Кройзинг все говорит, и Клер чувствует, что он, не спуская с нее глаз, следит за всеми ее движениями.
— Когда война кончится и мы выйдем из нее невредимыми, — ты, не заразившись ничем, а я, не сломав себе шейных позвонков или не разбив морды, — когда мы опять будем дома и вся Германия будет праздновать победу, что я в состоянии буду тебе предложить? Маленький сутулый Паль в соседней палате очень неглуп. Какие у инженера виды на будущее? Мальчиком я всегда мечтал стать капитаном торгового судна; мне представлялось, что это замечательно — стоять на капитанском мостике и быть хозяином большого белого судна, отвечать за все от носа до кормы и от верхушки мачты до трюмов. Я не задумывался над тем, что ни одна гайка на судне не принадлежит капитану. Теперь я знаю, что капитан — это всего-навсего умеренно оплачиваемый инженер транспорта. У него не так уж много возможностей, даже если его жена и имеет право на даровое кругосветное путешествие в каюте первого класса. Что я в самом деле могу предложить тебе, кроме себя самого? Уютную квартиру в четыре комнаты в Аугсбурге или Нюрнберге, двух благородных стариков родителей и, в лучшем случае, автомобиль, если завод предоставит его мне. Ну, этого-то я, надеюсь, добьюсь.
Сестру Клер вдруг схватывает то задорное настроение, которое, после пятнадцатилетнего замужества, снова вернулось к ней на фронте.
— В самом деле, — невинно спрашивает она, — это крайне необходимо, ибо без автомобиля, да, без автомобиля, господин лейтенант, я не могу быть счастлива.
Кройзинг попадается на удочку.
— Вот именно, — говорит он печально, — я хорошо представляю себе это. Кто знает, в каких условиях вы привыкли жить, прежде чем попали сюда? Говорят, вы из богатого дома и ваш муж был штабным офицером. Нам придется жить совсем по-другому. Не у всех такие большие средства.
Позднее сестра Клер часто вспоминала о том сладостном и безумном счастье, которое она испытала в этот утренний час двадцатого марта. Как этот человек добивался ее! Серьезно, трезво, естественно, как естественно идет процесс заживления в его простреленной ноге.
— Вот это мило с вашей стороны, вы вспомнили и о моем муже.

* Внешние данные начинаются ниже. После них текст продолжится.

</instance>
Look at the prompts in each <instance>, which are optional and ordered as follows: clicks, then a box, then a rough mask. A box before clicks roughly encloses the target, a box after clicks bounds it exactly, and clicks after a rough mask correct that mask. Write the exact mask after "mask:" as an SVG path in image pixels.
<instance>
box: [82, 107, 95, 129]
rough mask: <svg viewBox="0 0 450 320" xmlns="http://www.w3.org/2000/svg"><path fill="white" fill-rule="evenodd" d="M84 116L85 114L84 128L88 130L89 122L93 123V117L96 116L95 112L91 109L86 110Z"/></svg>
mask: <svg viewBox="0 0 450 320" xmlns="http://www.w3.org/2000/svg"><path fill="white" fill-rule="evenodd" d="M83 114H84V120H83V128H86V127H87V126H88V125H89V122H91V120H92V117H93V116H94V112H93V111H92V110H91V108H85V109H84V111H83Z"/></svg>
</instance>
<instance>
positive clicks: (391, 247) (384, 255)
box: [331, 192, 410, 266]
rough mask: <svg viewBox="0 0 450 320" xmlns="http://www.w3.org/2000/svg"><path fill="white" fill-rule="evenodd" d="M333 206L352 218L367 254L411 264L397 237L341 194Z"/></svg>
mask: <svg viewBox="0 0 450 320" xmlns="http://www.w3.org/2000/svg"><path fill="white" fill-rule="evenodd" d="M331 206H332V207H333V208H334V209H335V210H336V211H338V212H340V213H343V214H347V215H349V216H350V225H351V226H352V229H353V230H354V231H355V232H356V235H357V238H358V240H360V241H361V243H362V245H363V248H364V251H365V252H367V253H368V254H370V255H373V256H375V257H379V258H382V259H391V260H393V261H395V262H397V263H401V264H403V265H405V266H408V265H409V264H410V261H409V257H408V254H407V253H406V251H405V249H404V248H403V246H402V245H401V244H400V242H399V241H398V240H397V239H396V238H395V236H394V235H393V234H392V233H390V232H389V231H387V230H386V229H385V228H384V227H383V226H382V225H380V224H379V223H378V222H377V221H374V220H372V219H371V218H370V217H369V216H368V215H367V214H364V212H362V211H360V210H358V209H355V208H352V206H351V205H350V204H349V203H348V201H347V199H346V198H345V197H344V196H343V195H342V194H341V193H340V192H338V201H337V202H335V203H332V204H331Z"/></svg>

— Существует развод, — коротко отвечает он.
— Существует католическая церковь, — возражает она.
Кройзинг садится на кровать, пристально на нее смотрит.
— Клер, — говорит он хрипло, — ведь вы не собираетесь убеждать меня в том, что ничего нельзя изменить в наших отношениях только потому, что вы несколько лет назад вышли замуж?
— Чудак! — восклицает сестра Клер. — Несколько лет назад? Пятнадцать лет назад!
И она ставит ударение на этом слове «пятнадцать», как причине больших затруднений.